The weight of water - Anita Shreve [49]
John brought a chair into the house, and I sat on it. He touched me on the shoulder, but did not speak, and then he went out again.
I sat, in an attitude of prayer, with my hands folded in my lap, though I could not pray, as I thought then that God had abandoned me. I knew that I would not be able to leave the island, that our arrival at this place was irrevocable, as was my marriage to Hontvedt, and I had, I remember, to bite my cheek to keep from breaking into tears that once started might continue forever.
But perhaps God did not abandon me after all on that day, for as I sat there, paralyzed with the weakest of sins, which is despair, I believe it was God’s hand that caused me then to realize that I must somehow survive my ordeal so that I would one day be reunited with my brother. I stood up and walked to the window and looked out over the rock. I vowed then to keep as still and as silent as possible so that the strong emotions that threatened to consume me might come under my control, in much the same way that a drowning man, clinging to a life raft, will know that he cannot afford to wail or cry out or beat his breast, and that it is only with the utmost reserve and care and patience that he will be able to remain afloat until he is saved. It would not do, I also knew, to bemoan constantly my great loss to my husband, for John would quickly tire of that lament, and would feel, in addition, a personal sorrow that would inhibit his own ability to embrace the life he had chosen. I turned away from the window and examined again the interior of the cottage. I would make a home here, I told myself. I would not look eastward again.

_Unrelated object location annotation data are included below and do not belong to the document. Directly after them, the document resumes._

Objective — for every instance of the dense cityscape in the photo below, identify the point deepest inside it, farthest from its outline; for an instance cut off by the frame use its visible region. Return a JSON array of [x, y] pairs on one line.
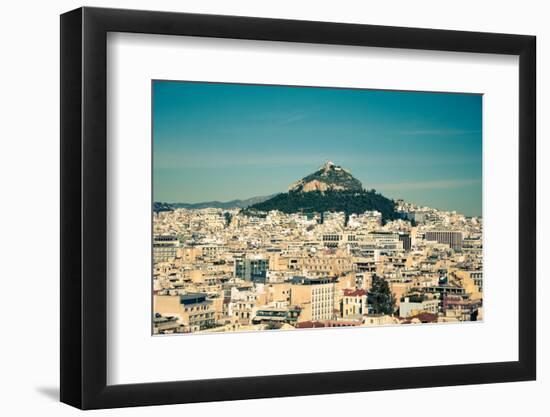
[[234, 269]]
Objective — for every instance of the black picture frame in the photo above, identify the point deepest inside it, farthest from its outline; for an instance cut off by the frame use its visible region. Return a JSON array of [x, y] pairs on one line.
[[84, 207]]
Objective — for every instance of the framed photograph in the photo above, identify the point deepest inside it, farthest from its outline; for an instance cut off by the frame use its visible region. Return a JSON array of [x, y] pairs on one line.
[[260, 208]]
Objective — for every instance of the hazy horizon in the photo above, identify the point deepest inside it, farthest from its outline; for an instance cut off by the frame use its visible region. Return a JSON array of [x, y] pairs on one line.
[[221, 142]]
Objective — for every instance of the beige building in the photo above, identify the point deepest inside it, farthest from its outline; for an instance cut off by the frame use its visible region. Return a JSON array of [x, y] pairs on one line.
[[194, 310], [315, 295]]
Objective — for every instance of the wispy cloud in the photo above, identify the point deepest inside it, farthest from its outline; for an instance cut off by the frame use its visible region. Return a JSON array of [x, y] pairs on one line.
[[428, 185], [438, 132]]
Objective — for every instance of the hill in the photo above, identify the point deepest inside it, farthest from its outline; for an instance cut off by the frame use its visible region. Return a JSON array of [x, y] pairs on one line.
[[331, 188]]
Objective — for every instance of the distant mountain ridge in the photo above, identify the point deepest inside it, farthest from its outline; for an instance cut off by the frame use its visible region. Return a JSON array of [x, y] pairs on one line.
[[329, 177], [331, 188], [238, 203]]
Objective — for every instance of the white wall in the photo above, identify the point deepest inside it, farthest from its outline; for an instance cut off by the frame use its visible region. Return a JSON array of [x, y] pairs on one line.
[[29, 172]]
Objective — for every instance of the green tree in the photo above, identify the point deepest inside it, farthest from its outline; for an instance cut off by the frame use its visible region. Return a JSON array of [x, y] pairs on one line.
[[380, 297]]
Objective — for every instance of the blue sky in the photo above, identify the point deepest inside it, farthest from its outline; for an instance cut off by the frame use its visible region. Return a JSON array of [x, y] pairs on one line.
[[225, 141]]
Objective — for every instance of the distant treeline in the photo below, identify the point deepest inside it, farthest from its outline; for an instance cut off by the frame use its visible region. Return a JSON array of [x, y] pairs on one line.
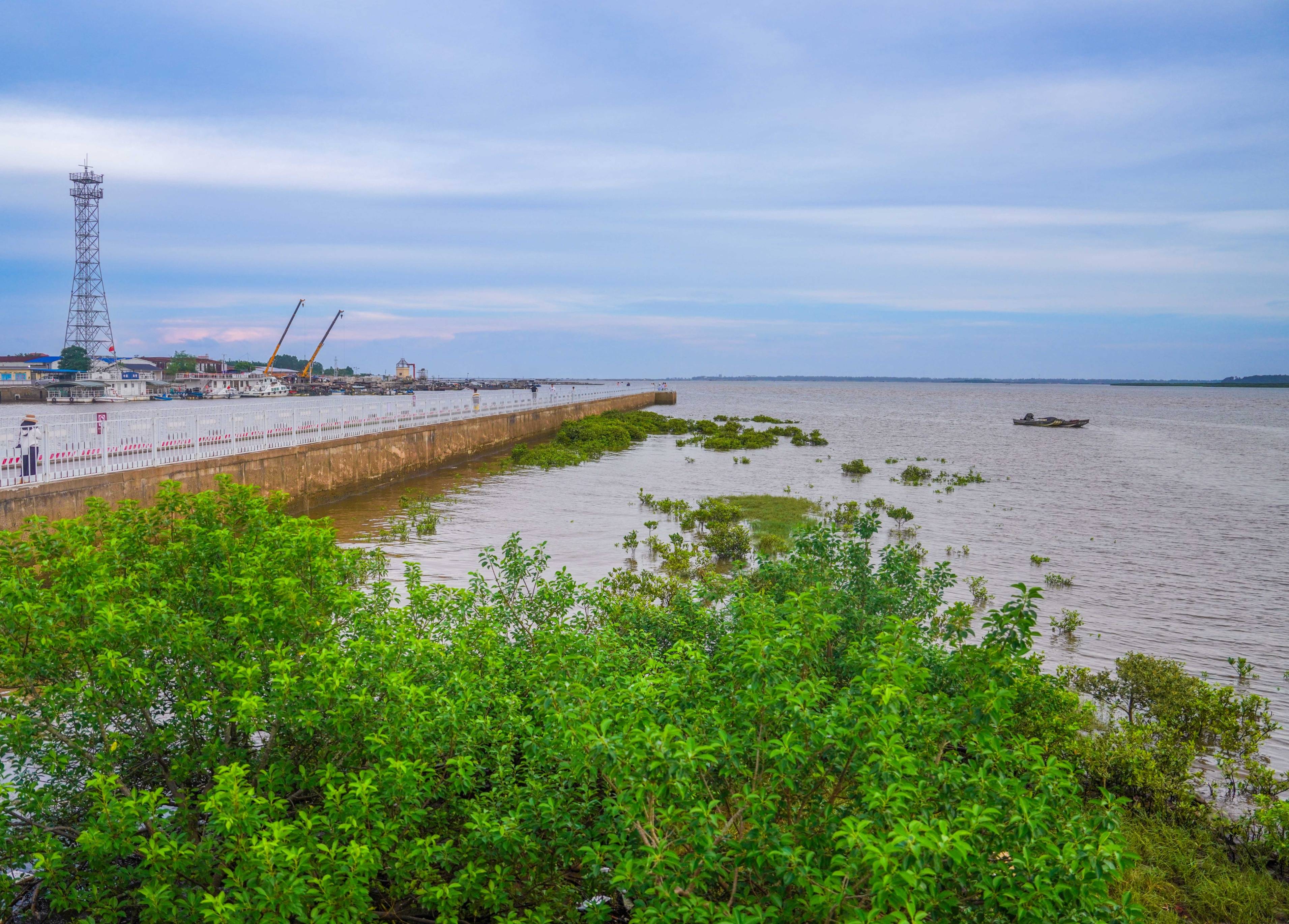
[[1247, 382]]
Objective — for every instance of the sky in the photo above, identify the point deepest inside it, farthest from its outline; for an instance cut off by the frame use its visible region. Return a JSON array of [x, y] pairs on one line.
[[666, 189]]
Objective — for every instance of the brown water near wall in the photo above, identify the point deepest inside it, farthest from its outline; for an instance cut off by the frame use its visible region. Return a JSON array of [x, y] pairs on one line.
[[1171, 509]]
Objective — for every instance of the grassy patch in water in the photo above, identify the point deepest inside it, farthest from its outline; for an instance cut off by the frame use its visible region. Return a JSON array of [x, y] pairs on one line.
[[1187, 874], [774, 513], [586, 440]]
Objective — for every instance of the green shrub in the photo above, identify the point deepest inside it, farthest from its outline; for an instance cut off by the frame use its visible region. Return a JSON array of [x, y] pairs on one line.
[[855, 468], [213, 720], [916, 475]]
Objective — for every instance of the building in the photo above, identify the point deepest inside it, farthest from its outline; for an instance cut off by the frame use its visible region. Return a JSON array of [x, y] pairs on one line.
[[16, 370], [28, 366]]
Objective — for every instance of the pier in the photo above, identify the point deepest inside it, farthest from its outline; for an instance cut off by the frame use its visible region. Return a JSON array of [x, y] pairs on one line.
[[316, 450]]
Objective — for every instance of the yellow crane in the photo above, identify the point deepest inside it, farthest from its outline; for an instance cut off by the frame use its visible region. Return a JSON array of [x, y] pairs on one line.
[[269, 366], [310, 365]]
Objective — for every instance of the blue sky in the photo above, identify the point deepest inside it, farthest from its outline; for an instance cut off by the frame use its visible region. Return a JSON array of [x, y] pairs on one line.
[[1001, 189]]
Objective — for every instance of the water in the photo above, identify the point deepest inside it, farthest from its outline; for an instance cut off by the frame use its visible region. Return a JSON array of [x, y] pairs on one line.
[[1171, 509]]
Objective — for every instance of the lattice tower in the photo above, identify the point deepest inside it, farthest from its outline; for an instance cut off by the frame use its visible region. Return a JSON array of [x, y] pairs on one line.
[[88, 324]]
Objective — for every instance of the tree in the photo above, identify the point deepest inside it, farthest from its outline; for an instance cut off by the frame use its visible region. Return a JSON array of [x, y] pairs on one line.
[[74, 359], [216, 716], [182, 363]]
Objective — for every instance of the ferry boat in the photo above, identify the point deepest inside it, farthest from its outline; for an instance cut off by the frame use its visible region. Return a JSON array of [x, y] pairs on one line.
[[233, 385], [111, 383]]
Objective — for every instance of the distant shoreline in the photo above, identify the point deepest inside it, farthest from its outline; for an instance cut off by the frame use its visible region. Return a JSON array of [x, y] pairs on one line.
[[1173, 383]]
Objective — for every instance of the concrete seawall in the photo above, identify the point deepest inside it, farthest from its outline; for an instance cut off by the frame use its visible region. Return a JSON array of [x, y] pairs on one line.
[[316, 472]]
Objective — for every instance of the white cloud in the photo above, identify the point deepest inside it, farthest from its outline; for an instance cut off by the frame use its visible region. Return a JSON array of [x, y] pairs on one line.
[[319, 156]]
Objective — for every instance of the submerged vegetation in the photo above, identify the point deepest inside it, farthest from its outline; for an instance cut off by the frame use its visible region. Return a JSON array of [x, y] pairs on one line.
[[216, 714], [590, 439], [855, 468], [1069, 623]]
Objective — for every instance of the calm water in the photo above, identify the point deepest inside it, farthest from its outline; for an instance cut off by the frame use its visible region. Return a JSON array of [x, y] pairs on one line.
[[1171, 509]]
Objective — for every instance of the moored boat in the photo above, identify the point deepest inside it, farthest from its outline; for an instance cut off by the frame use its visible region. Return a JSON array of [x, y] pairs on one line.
[[1030, 421]]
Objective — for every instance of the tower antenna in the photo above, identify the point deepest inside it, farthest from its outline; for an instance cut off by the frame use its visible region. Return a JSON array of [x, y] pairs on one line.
[[88, 323]]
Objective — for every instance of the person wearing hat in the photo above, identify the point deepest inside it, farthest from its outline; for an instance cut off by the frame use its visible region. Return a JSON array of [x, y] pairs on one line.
[[29, 446]]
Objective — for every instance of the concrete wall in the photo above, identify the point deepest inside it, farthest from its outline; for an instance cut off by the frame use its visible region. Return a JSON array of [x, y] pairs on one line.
[[318, 472]]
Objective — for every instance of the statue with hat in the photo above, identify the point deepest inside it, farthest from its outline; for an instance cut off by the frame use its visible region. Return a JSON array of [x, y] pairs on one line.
[[29, 446]]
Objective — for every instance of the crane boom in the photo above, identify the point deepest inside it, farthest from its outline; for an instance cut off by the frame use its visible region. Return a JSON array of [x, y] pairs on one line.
[[270, 364], [320, 346]]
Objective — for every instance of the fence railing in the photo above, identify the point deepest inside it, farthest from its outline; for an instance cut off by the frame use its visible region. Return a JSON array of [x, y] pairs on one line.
[[127, 435]]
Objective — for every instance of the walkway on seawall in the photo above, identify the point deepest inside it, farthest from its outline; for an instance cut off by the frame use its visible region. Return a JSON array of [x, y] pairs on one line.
[[309, 462]]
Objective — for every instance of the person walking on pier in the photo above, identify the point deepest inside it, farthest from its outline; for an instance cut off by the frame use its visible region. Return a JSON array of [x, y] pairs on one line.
[[29, 446]]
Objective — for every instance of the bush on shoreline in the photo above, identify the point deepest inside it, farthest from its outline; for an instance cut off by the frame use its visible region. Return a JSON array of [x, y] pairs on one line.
[[216, 714]]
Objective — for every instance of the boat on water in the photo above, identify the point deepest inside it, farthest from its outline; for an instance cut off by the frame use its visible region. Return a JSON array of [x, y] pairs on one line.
[[233, 385], [1030, 421]]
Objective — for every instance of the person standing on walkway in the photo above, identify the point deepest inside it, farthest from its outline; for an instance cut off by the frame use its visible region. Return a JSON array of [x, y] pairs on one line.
[[29, 446]]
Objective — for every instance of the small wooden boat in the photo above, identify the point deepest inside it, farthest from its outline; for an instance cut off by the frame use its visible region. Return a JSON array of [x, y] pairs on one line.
[[1030, 421]]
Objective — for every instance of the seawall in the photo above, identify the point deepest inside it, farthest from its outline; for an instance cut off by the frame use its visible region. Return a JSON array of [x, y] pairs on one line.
[[316, 472]]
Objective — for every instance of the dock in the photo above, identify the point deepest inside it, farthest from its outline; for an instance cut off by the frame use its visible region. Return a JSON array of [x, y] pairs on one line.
[[313, 454]]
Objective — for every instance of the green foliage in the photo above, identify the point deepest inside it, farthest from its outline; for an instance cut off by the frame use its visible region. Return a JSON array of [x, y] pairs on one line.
[[900, 515], [74, 359], [728, 542], [590, 439], [1158, 722], [1187, 874], [916, 475], [855, 468], [772, 513], [182, 363], [1069, 623], [979, 591], [771, 545], [214, 721]]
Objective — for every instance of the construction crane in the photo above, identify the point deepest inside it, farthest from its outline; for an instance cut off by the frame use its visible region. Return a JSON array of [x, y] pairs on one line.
[[269, 366], [310, 366]]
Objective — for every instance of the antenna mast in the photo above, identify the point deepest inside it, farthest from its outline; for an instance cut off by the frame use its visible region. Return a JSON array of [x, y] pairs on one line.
[[88, 324]]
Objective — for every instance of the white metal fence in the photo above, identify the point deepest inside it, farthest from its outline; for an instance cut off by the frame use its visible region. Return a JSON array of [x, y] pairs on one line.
[[115, 437]]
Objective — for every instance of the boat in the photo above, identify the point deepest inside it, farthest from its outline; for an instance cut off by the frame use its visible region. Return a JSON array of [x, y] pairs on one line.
[[1030, 421], [233, 385]]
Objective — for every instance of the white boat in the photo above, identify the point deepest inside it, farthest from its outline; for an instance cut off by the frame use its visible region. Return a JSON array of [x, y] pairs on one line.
[[118, 383], [234, 385]]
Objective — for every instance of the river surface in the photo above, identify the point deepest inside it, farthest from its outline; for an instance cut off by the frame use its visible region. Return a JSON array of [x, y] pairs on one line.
[[1171, 509]]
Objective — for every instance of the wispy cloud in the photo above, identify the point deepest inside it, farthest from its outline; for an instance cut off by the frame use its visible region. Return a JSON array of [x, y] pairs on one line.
[[355, 158]]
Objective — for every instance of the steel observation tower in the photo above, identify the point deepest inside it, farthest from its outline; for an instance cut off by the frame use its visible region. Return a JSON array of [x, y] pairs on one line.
[[88, 324]]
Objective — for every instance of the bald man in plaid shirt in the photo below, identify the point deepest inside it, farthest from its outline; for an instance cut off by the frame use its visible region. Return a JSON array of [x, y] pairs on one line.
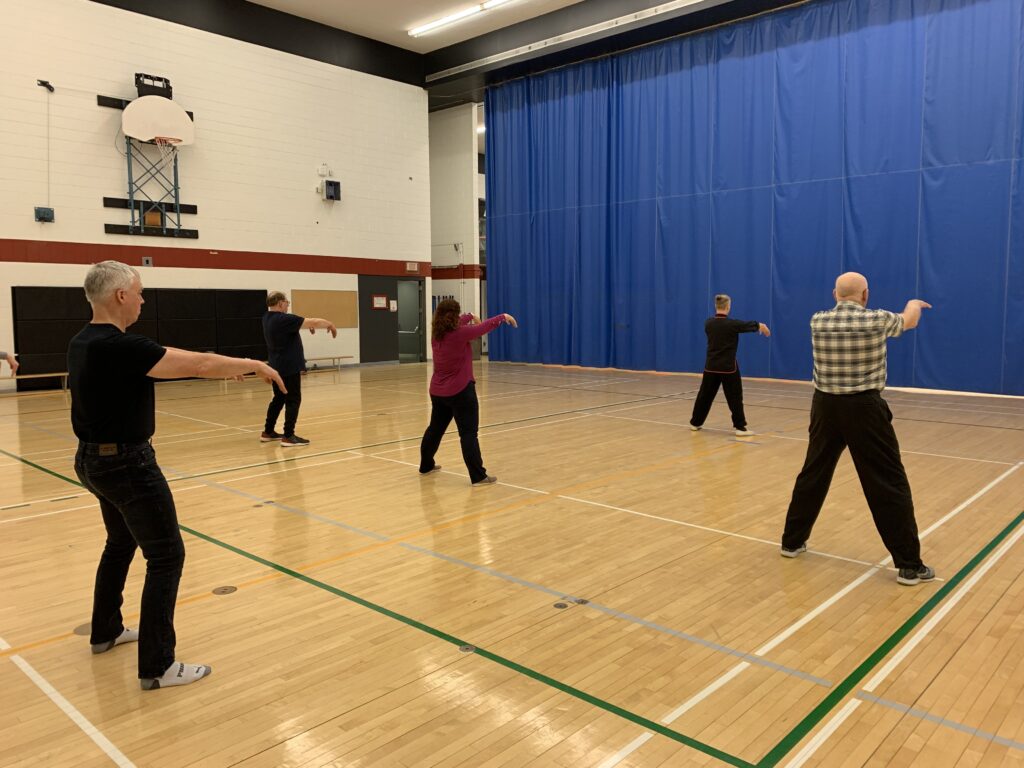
[[848, 411]]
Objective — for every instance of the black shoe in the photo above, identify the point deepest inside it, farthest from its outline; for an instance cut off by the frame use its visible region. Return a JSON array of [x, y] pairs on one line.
[[910, 577]]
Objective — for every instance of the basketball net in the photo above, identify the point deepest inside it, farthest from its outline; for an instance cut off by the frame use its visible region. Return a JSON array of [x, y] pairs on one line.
[[168, 146]]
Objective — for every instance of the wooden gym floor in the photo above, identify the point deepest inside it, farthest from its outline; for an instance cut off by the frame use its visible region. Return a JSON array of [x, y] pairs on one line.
[[616, 599]]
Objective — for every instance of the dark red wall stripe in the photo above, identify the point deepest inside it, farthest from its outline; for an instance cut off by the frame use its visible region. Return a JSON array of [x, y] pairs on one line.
[[463, 271], [49, 252]]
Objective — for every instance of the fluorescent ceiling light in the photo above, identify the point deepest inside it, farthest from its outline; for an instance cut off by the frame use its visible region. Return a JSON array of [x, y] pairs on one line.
[[455, 17]]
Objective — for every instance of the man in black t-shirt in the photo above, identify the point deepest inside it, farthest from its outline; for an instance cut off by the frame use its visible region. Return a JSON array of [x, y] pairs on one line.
[[721, 368], [111, 377], [281, 329]]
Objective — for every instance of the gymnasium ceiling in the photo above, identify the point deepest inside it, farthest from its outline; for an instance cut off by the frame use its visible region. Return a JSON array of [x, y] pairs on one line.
[[390, 22]]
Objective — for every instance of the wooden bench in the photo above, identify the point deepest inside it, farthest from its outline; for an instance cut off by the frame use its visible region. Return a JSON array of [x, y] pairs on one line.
[[335, 361]]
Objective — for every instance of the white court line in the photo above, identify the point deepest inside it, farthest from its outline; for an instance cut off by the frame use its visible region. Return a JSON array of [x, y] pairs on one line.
[[609, 415], [833, 725], [786, 633], [905, 403], [203, 421], [68, 709], [449, 472], [47, 514]]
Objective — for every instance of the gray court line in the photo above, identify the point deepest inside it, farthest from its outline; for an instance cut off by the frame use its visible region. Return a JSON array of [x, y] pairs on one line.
[[924, 715], [491, 571], [626, 616]]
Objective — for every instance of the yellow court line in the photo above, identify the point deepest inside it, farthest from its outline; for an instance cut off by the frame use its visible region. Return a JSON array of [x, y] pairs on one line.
[[521, 504]]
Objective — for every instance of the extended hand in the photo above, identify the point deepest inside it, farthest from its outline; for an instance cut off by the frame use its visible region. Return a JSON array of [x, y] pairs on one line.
[[270, 376]]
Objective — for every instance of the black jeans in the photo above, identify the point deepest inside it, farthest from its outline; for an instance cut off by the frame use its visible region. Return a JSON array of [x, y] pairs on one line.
[[861, 422], [290, 402], [138, 511], [733, 387], [465, 409]]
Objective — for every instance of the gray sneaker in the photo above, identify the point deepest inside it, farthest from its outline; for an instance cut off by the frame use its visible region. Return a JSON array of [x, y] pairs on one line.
[[911, 577], [793, 552]]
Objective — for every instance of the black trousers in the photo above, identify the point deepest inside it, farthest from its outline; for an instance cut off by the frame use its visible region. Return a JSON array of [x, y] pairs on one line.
[[465, 409], [290, 402], [861, 422], [138, 512], [733, 387]]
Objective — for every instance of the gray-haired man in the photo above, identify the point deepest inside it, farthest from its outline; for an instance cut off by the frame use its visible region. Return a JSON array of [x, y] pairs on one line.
[[849, 344], [111, 377]]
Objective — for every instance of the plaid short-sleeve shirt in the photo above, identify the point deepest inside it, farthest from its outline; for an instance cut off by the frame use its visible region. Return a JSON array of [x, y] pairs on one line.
[[849, 344]]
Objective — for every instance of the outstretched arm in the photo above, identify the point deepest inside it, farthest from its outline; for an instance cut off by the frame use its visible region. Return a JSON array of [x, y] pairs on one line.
[[911, 312], [313, 323], [178, 364]]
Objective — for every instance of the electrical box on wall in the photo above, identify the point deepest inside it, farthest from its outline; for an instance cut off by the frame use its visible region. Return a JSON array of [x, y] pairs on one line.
[[331, 189]]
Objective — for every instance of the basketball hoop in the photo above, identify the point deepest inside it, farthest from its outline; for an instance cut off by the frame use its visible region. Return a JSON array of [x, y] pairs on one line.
[[168, 146]]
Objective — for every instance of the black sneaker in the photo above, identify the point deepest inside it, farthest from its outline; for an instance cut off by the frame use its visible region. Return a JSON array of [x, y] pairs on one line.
[[793, 552], [910, 577]]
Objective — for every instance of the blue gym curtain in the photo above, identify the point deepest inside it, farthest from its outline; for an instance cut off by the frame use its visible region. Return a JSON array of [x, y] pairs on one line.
[[761, 160]]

IN AFRICA, WHEN I was on assignment there, some Masai whom I met thought that if I took a photograph of them, and if I went away with that photograph, I would have stolen their soul. I have sometimes wondered if this can be done with a place, and when I look now at the pictures of Smuttynose, I ask myself if I have captured the soul of the island. For I believe that Smuttynose has a soul, distinct from that of Appledore or Londoner’s, or any other place on earth. That soul is, of course, composed of the stories we have attached to a particular piece of geography, as well as of the cumulative moments of those who have lived on and visited the small island. And I believe the soul of Smuttynose is also to be found in its rock and tufted vetch, its beggar’s-ticks and pilewort, its cinquefoil brought from Norway. It lives as well in the petrels that float on the air and the skate that beach themselves — white and slimy and bloated — on the island’s dark beach.